Мой мастер — страница 11 из 51

Я смотрю в небо. Вдруг резко и с грохотом взлетела стая ворон. Их много. Целая туча. Что-то увидели или испугались. Или надоело сидеть на одном месте. А впрочем, какая разница…

Я не пойду замуж за Игрека, потому что у меня есть муж и девятилетняя дочь. Мой муж будет со мной до конца. И похоронит, и устроит поминки. И скажет тост. А все эти Иксы, Игреки, Зеты — персонажи для моих сценариев. Без них мне не о чем было бы рассказывать людям. Они — моя тема. И только.

Мы разошлись, каждый в свою жизнь. Кто пешком, кто на такси. А Катерина осталась в своей жизни, с кошками и окном самоубийцы.

Через десять лет

Катерине восемьдесят. По паспорту шестьдесят пять. По паспорту она пожилая, но не старая.

Катерина недавно вернулась из больницы. У нее был второй инфаркт.

Я съездила в Переделкино, договорилась с ее старой домработницей Нюрой. Нюра переехала к Катерине, живет у нее стационарно.

Катерина лежит на диване и ничего не ест. Организм не принимает еду.

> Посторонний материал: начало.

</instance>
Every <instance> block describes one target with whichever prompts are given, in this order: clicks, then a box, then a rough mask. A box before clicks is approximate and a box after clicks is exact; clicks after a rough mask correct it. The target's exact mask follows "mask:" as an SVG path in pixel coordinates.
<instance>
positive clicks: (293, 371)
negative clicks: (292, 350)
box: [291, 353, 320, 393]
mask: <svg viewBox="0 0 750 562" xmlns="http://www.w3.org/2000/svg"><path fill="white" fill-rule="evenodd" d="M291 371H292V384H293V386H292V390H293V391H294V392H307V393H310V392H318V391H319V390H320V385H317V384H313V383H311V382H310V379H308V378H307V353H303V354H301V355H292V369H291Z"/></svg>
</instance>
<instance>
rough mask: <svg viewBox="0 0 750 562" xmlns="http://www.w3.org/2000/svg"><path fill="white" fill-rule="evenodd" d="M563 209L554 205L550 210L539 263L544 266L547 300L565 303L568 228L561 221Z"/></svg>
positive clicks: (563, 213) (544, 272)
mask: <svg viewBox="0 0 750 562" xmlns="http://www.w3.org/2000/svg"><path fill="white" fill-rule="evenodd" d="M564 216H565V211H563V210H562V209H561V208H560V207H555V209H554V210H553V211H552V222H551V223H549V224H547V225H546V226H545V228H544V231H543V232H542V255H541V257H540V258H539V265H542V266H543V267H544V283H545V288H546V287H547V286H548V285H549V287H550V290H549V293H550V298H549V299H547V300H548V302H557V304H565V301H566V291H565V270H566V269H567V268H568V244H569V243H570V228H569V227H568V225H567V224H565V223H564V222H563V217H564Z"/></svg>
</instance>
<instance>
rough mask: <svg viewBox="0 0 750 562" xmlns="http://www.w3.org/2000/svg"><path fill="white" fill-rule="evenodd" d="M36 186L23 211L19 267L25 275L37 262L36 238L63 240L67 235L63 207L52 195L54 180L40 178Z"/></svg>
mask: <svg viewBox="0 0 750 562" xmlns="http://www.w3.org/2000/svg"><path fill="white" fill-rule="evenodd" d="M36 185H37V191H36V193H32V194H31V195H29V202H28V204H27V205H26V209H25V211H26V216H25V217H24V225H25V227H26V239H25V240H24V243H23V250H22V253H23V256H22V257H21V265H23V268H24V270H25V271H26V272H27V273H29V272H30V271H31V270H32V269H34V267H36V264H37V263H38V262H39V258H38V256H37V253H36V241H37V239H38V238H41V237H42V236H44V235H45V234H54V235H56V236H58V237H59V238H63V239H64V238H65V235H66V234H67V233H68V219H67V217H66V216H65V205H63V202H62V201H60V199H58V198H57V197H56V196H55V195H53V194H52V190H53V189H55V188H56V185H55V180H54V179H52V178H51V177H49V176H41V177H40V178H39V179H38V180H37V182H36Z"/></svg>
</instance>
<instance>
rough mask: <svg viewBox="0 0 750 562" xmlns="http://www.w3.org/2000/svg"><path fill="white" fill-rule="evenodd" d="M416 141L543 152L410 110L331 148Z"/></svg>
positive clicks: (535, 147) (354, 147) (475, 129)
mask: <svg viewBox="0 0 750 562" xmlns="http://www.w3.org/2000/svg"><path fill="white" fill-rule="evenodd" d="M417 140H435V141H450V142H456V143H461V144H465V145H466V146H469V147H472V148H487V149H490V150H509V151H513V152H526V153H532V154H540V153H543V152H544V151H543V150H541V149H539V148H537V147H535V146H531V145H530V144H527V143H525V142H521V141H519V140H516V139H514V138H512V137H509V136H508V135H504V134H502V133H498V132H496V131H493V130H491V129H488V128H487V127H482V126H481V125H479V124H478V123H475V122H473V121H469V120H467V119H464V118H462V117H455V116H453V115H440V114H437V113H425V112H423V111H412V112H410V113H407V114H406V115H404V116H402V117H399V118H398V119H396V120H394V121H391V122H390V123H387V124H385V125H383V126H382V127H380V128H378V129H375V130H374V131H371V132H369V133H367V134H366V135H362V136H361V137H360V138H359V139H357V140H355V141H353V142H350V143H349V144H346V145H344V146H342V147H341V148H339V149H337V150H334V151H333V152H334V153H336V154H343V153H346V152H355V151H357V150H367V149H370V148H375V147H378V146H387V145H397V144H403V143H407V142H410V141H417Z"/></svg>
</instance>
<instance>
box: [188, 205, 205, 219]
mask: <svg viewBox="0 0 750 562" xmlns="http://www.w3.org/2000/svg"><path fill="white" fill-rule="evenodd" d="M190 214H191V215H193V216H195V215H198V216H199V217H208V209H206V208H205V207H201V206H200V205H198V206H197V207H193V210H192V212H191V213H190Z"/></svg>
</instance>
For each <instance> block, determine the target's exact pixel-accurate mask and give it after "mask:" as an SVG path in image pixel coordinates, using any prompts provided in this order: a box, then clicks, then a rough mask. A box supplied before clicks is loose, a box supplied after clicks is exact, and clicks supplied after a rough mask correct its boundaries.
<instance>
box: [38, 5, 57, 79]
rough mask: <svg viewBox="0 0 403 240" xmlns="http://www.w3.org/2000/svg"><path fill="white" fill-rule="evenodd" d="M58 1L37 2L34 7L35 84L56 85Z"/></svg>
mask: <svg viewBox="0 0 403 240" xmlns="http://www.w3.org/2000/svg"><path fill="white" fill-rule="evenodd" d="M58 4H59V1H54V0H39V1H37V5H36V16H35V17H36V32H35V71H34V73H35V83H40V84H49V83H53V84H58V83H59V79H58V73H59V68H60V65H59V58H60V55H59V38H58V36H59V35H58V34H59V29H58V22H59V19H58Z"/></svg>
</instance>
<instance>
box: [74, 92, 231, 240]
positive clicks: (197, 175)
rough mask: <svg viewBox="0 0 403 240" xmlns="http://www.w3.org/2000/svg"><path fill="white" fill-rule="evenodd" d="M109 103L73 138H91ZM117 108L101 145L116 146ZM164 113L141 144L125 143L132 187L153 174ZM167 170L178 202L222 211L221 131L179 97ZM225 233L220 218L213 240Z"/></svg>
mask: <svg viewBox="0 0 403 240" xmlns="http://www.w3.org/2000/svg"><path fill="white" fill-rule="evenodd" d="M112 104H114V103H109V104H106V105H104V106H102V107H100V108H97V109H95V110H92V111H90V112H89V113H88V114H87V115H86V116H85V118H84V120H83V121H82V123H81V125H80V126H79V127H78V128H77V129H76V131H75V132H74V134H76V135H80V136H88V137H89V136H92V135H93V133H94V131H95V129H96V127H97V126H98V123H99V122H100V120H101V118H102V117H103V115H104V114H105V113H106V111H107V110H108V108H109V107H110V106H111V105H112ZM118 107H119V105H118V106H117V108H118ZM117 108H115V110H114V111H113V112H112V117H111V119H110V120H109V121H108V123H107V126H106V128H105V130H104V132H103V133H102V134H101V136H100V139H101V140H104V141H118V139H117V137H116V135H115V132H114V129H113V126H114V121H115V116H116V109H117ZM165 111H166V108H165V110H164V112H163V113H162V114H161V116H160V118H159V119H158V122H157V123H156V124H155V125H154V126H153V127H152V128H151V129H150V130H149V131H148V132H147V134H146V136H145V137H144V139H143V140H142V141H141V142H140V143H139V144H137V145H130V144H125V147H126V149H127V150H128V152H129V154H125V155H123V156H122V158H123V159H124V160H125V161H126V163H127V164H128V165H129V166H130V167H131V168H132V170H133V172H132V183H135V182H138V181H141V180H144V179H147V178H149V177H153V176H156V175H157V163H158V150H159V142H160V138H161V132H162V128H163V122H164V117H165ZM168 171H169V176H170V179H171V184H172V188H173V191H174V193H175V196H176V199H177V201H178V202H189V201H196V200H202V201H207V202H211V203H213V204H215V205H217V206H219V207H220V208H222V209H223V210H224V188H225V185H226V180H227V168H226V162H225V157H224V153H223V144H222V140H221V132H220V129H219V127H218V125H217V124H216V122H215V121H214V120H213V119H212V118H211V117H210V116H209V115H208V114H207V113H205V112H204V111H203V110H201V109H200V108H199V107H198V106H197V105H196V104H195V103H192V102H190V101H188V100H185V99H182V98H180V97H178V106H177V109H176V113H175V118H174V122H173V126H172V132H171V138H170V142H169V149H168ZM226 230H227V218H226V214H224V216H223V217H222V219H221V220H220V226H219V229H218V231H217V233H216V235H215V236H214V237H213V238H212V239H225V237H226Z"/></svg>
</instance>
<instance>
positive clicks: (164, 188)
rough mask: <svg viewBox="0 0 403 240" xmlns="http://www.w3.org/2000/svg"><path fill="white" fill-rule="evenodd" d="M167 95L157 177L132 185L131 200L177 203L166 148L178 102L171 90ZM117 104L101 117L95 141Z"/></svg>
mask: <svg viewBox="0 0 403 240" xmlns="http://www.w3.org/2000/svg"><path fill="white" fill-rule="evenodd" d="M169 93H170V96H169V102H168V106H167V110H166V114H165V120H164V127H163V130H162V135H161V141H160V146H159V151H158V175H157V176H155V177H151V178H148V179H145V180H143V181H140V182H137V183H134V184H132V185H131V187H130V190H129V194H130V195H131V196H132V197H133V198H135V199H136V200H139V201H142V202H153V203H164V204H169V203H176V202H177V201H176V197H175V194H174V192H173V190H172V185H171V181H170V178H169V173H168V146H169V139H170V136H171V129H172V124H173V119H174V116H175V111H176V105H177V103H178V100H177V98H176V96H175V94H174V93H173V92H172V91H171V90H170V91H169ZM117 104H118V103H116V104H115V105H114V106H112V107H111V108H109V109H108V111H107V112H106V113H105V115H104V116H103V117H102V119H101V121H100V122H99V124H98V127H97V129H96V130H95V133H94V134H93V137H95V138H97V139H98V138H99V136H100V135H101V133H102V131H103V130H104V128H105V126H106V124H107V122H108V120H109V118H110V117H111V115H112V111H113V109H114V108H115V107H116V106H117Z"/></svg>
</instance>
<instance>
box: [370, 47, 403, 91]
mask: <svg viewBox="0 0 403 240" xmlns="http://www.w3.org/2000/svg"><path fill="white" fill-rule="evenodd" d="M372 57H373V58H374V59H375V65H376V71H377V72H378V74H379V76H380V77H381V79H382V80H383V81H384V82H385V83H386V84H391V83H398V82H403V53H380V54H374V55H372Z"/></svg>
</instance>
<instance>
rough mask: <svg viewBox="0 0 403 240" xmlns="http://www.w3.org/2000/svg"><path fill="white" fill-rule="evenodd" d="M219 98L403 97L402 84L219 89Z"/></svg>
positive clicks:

— Ну, поешьте супчику… — умоляю я.

— Невкусно, — отказывается она. — Там рис, картошка, а внизу капуста. Это невозможно есть.

Мы с Нюрой пробуем — суп замечательный. Но Катерина не допускает мысли, что она умирает. Виноват суп.

— Ты здесь? — спрашивает она.

Я беру ее за руку.

— Я тебе что-то скажу…

Я напряглась. Приготовилась слушать последнее «прости» или последнее напутствие. Слезы подошли к моим глазам.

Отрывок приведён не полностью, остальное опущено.